This is Runstedler’s second book and the second to be published this year. Her teen novel Beautiful Goodbye came out in July, with the new one released last month.

“I thought about sharing true pay-it-forward stories because of knowing about Pay It Forward first from the fiction book by Catherine Ryan Hyde then the movie and the foundation.”

Both book (1999) and movie (2000) chronicle the journey of American seventh-grader Trevor McKinney who sets out to make a difference through a charity based on a network of continuing good deeds. A very real-life reaction to the novel and movie began a movement and in turn fostered the Pay It Forward Foundation set up to start a ripple effect of good acts in the world.

From a book of fiction and magic to a biographical look at real teens, it was a big jump for Runstedler.

“I had thought about [writing about] adults but I changed my mind. I felt that kids are the future and I wanted to showcase kids that were out there doing some good rather than all of the negative stuff you hear and the bad rap that they are getting.”

She sifted through hundreds of emails, assuaged dozens of parental concerns and ultimately had to make some difficult decisions:

“I could have filled volumes: there are hundreds if not thousands of kids doing good things,” she said.

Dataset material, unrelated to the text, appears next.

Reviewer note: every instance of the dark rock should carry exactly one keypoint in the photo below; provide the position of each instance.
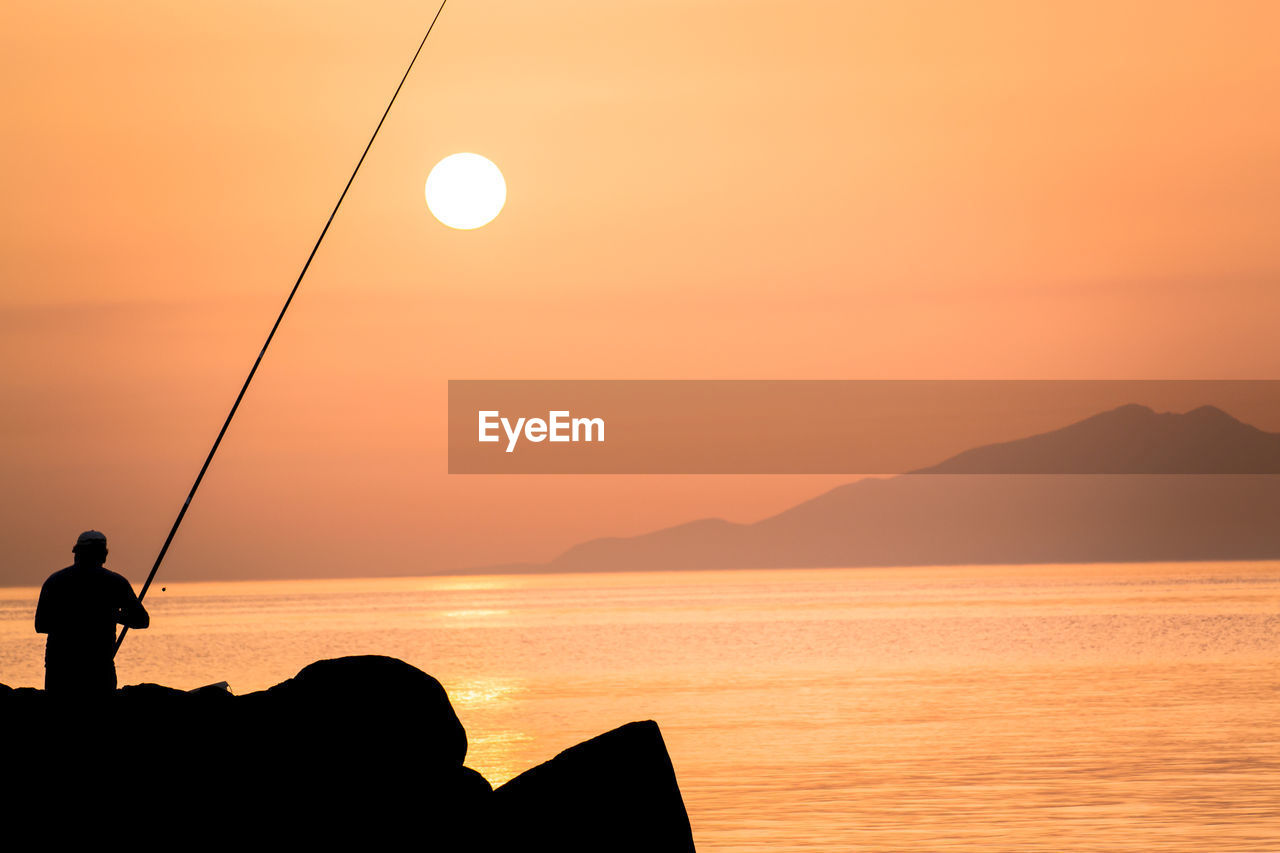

Ultimately the stories of 14 kids ranging in age from 9 to 19 were chosen.

“They’re all different ages, all different backgrounds and all different religions. And I wanted that because I wanted to show that it was a universal thing – it’s not just rich white kids. I wanted to show the different ages too. I’ve been absolutely amazed and inspired by these kids and I’m truly honoured that they allowed me to be their voice and put their stories in a book,” said Runstedler.

A percentage of all book sales (the book can be bought or ordered from most bookstores in Waterloo Region) go to the Pay It Forward Foundation. Just like her first work of literature, Runstedler’s Pay It Forward Kids is dedicated to her mother Margaret Evalyn Runstedler, a devoted Wellesley volunteer and resident who died in 2011 at the age of 69.

“She was the first person who taught me kindness and she was known in Wellesley for her kindness. Her life was a living example of pay it forward. I didn’t want that to end because she’s gone.”

Runstedler reminds to pass the bracelet on after a good deed is done and remember that acts of kindness don’t just happen at Christmas.

“We all need to do something nice for somebody,” she said.